Pouvez-vous présenter le projet d’Equium ?
Notre ambition est de proposer une solution écologique et sobre pour couvrir un besoin humain basique, le confort thermique, en s’appuyant sur une technologie durable, la thermoacoustique, différente de celle utilisée depuis 120 ans dans les frigos et pompes à chaleur (PAC).
Quel est le principe de la thermoacoustique ?
Il s’agit d’un phénomène naturel complexe, à la croisée des chemins entre trois disciplines : la thermique, l’acoustique et la mécanique des fluides. Il correspond à la propension d’une onde sonore à échanger de la chaleur avec un solide ou un liquide.
C’est en faisant de la cryogénie (1) que ce principe a été découvert. Les machines des chercheurs se mettaient en résonnance et cassaient subitement. C’est comme ça que mon père, qui était enseignant et chercheur en cryogénie, s’est passionné pour la thermoacoustique.
Cela signifie que le son transporte de l’énergie thermique ?

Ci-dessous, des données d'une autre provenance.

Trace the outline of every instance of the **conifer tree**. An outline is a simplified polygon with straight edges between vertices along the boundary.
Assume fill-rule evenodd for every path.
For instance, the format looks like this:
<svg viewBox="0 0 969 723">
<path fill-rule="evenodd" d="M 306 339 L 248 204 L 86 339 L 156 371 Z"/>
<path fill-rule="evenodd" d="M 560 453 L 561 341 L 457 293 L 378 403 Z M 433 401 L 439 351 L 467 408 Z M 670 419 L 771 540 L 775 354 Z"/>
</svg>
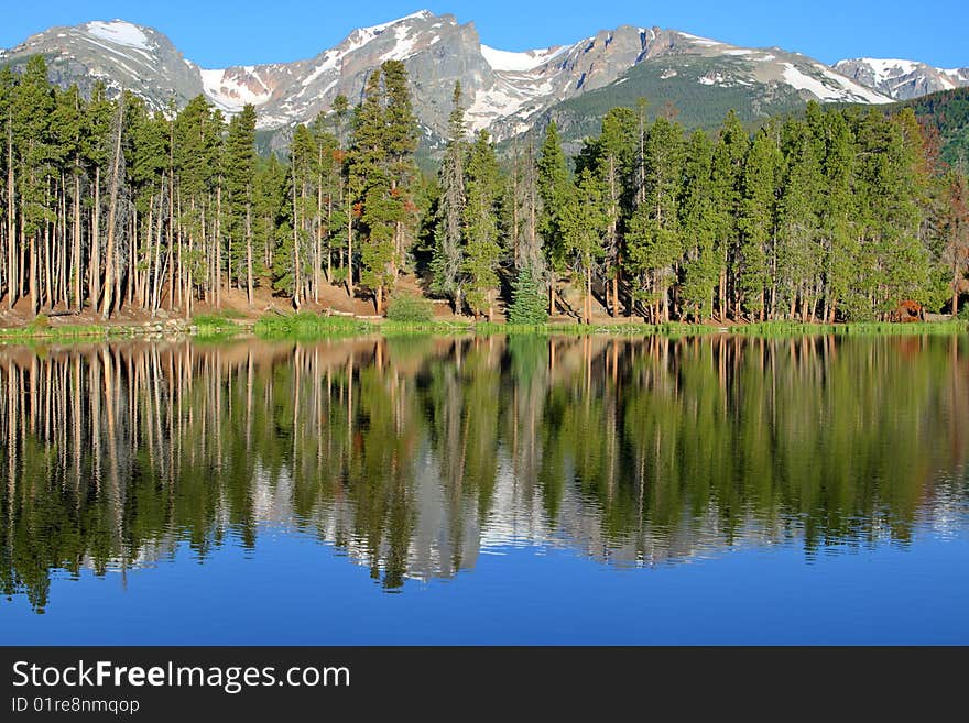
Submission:
<svg viewBox="0 0 969 723">
<path fill-rule="evenodd" d="M 717 264 L 719 266 L 718 304 L 720 320 L 727 318 L 728 304 L 736 286 L 736 278 L 728 272 L 734 267 L 734 258 L 739 247 L 737 226 L 740 209 L 740 188 L 743 175 L 743 163 L 747 158 L 749 139 L 736 111 L 727 113 L 720 138 L 714 150 L 710 169 L 710 194 L 712 204 L 711 221 L 717 247 Z M 737 296 L 733 313 L 737 315 Z"/>
<path fill-rule="evenodd" d="M 226 190 L 228 191 L 228 253 L 231 272 L 229 278 L 240 278 L 240 267 L 246 269 L 246 300 L 252 306 L 255 275 L 253 273 L 252 202 L 255 180 L 255 108 L 247 103 L 242 111 L 229 121 L 226 138 Z"/>
<path fill-rule="evenodd" d="M 465 205 L 464 273 L 467 278 L 468 305 L 475 316 L 494 316 L 498 296 L 499 211 L 501 177 L 494 146 L 488 131 L 480 131 L 471 146 L 467 167 L 467 204 Z"/>
<path fill-rule="evenodd" d="M 606 255 L 602 241 L 609 218 L 602 183 L 588 168 L 579 174 L 574 190 L 568 194 L 557 226 L 565 252 L 583 285 L 583 321 L 591 324 L 592 277 Z"/>
<path fill-rule="evenodd" d="M 681 289 L 684 310 L 697 321 L 714 316 L 718 259 L 710 171 L 714 146 L 703 131 L 695 131 L 686 146 L 679 223 L 684 239 L 684 273 Z"/>
<path fill-rule="evenodd" d="M 766 294 L 772 277 L 771 258 L 776 227 L 777 173 L 781 151 L 767 129 L 751 145 L 743 169 L 743 198 L 738 224 L 741 231 L 738 263 L 741 306 L 754 319 L 766 318 Z"/>
<path fill-rule="evenodd" d="M 461 107 L 461 84 L 456 83 L 451 98 L 454 108 L 448 119 L 447 146 L 437 172 L 440 196 L 434 227 L 434 274 L 432 287 L 450 297 L 455 314 L 462 313 L 464 297 L 464 223 L 465 205 L 465 109 Z"/>
<path fill-rule="evenodd" d="M 679 195 L 683 131 L 657 118 L 646 136 L 640 202 L 629 222 L 627 247 L 635 274 L 633 296 L 653 305 L 654 320 L 669 320 L 669 287 L 683 255 Z"/>
</svg>

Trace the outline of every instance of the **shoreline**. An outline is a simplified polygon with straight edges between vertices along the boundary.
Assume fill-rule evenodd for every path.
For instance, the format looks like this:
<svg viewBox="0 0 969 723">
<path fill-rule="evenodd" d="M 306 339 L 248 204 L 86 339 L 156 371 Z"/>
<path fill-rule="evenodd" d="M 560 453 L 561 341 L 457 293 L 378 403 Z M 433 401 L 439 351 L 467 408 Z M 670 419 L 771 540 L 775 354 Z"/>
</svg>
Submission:
<svg viewBox="0 0 969 723">
<path fill-rule="evenodd" d="M 679 324 L 652 325 L 644 322 L 591 324 L 546 322 L 537 326 L 455 321 L 391 321 L 312 313 L 263 315 L 259 318 L 231 318 L 200 315 L 190 321 L 157 319 L 140 324 L 50 325 L 31 322 L 23 327 L 0 327 L 0 344 L 36 341 L 116 341 L 123 339 L 230 339 L 251 336 L 268 340 L 306 340 L 333 337 L 360 337 L 379 333 L 384 337 L 407 335 L 449 336 L 475 333 L 527 336 L 617 336 L 617 337 L 699 337 L 712 335 L 749 336 L 756 338 L 834 336 L 926 336 L 969 332 L 969 321 L 847 322 L 804 324 L 773 321 L 764 324 Z"/>
</svg>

Effectivement, les ondes acoustiques sont un vecteur de transfert thermique (chaud ou froid) quelle que soit leur puissance. Lorsque vous parlez, vous générez 10-6 W de chaleur. Lorsque vous hurlez, c’est 10-4 W. Enfin, à très forte puissance (200 dB), on transporte des kW de chaleur. Le principe est le suivant : une onde acoustique est le mouvement d’un gaz autour d’un point fixe. En avançant, les ondes se compriment et s’échauffent. Et en revenant à leur position initiale, elles se détendent et se refroidissent. On a mis 15 ans de R&D, pour comprendre et créer des machines qui utilisent cette propriété thermique naturelle du son que l’on appelle la compression harmonique.

Equium est en pleine industrialisation de sa pompe à chaleur harmonique.
Pouvez-vous expliquer de manière simple son fonctionnement ?
Nos machines sont constituées d’un haut-parleur très spécifique qui génère une onde acoustique de forte puissance dans un gaz de travail neutre, l’hélium. Cette onde traverse deux échangeurs de chaleur, l’un, connecté à la source froide extérieure, l’autre, connecté à la source chaude intérieure (radiateur, plancher chauffant). En passant entre ces échangeurs, l’onde acoustique pompe de la chaleur, selon la fréquence de résonance du système de 100 Hz, soit 100 fois par seconde. Bien entendu, l’onde acoustique reste confinée à l’intérieur du système, ce qui permet à nos machines d’être silencieuses.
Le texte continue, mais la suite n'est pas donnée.